A good smartphone now will have about 500 pixels per inch (PPI) on its screen. Even the best phones we could find clock in at just over 800 PPI. But Stanford researchers have a way to make displays with more than 10,000 pixels per inch using technology borrowed from solar panel research.
Of course, that might be overkill on a six-inch phone screen, but for larger displays and close up displays like those used for virtual reality, it could be a game-changer. Your brain is good at editing it out, but in a typical VR headset, you can easily see the pixels from the display even at the highest PPI resolutions available. Worse, you can see the gaps between pixels which give a screen door-like effect. But with a density of 10,000 PPI it would be very difficult to see individual pixels, assuming you can drive that many dots.

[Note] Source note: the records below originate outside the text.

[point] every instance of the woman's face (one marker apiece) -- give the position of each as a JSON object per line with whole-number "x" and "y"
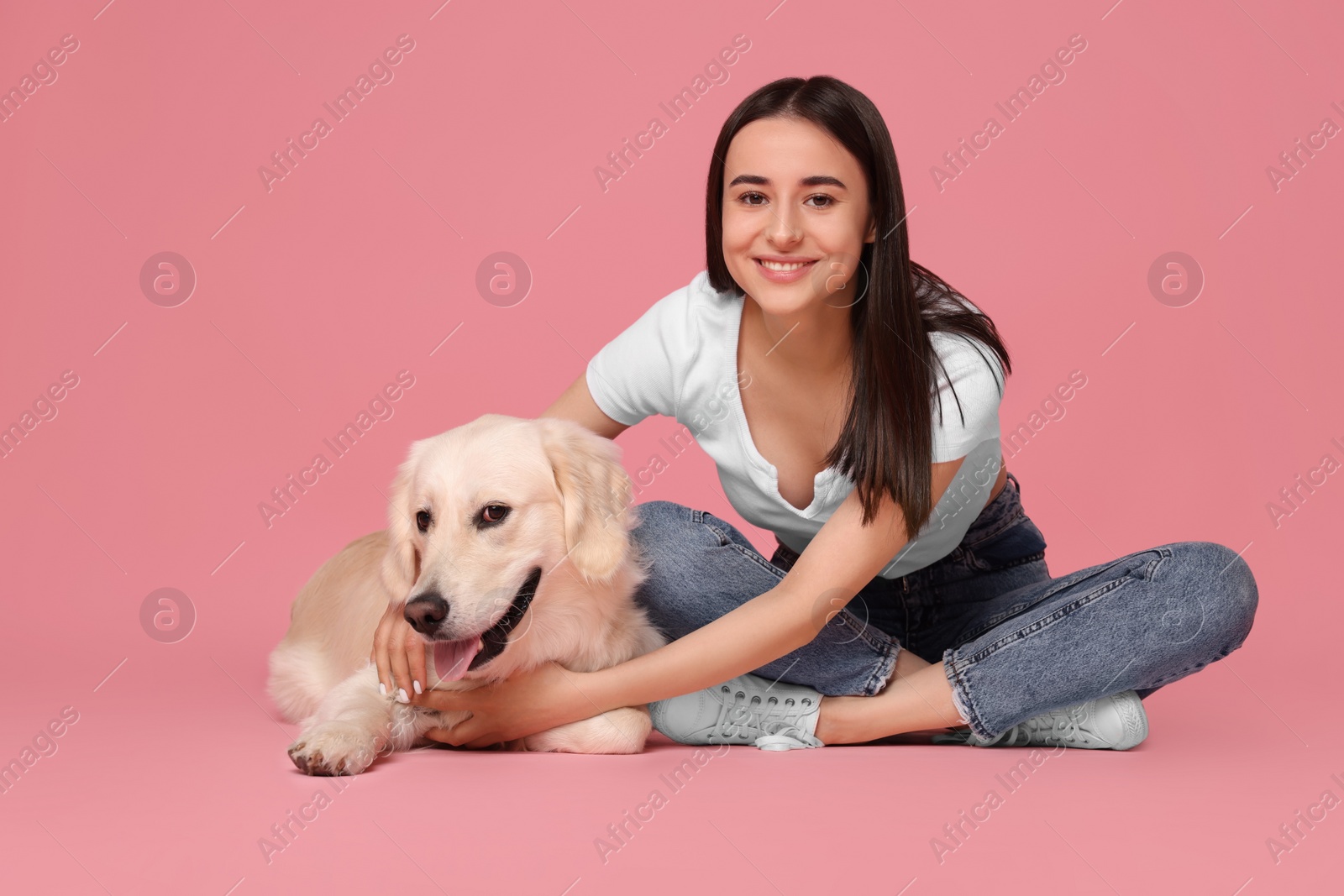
{"x": 793, "y": 192}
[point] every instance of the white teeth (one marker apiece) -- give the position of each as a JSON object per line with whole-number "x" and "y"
{"x": 781, "y": 266}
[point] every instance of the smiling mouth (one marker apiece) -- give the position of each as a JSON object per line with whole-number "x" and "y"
{"x": 454, "y": 658}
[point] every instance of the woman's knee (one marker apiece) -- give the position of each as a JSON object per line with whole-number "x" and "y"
{"x": 1223, "y": 586}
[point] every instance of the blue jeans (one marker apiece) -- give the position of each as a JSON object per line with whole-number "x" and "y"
{"x": 1014, "y": 641}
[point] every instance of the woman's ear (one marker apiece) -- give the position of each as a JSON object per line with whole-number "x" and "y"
{"x": 401, "y": 563}
{"x": 595, "y": 493}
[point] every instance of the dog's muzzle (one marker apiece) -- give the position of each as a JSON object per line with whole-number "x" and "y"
{"x": 454, "y": 658}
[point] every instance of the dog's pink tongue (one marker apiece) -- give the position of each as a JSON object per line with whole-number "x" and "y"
{"x": 452, "y": 658}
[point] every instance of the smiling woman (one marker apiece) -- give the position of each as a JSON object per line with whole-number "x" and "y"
{"x": 909, "y": 590}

Working with Samsung, the team added an extra layer to the bottom of a conventional OLED screen. The new layer — an optical metasurface — has very tiny corrugated mirrors that reflect white light into red, green, and blue components allowing the high density of pixels. A normal OLED panel uses white OLEDs also, but uses a filter to create the different pixel colors.
If you read the Standford paper, you’ll learn about Fabry-Pérot cavities and the Purcell effect. We are sure if you spend all day thinking about OLED displays, this is stuff that makes sense to you, but we had to look up quite a few things on Wikipedia.
While this is not in production, the team did create a proof-of-concept device not only had dense pixel packing, but also high color purity and twice the efficiency of a conventional display. Samsung is investigating scaling the technique to production.
We know you can make OLEDs at home, but probably not at that density. Of course, for serious organic lighting, why not consider a pickle?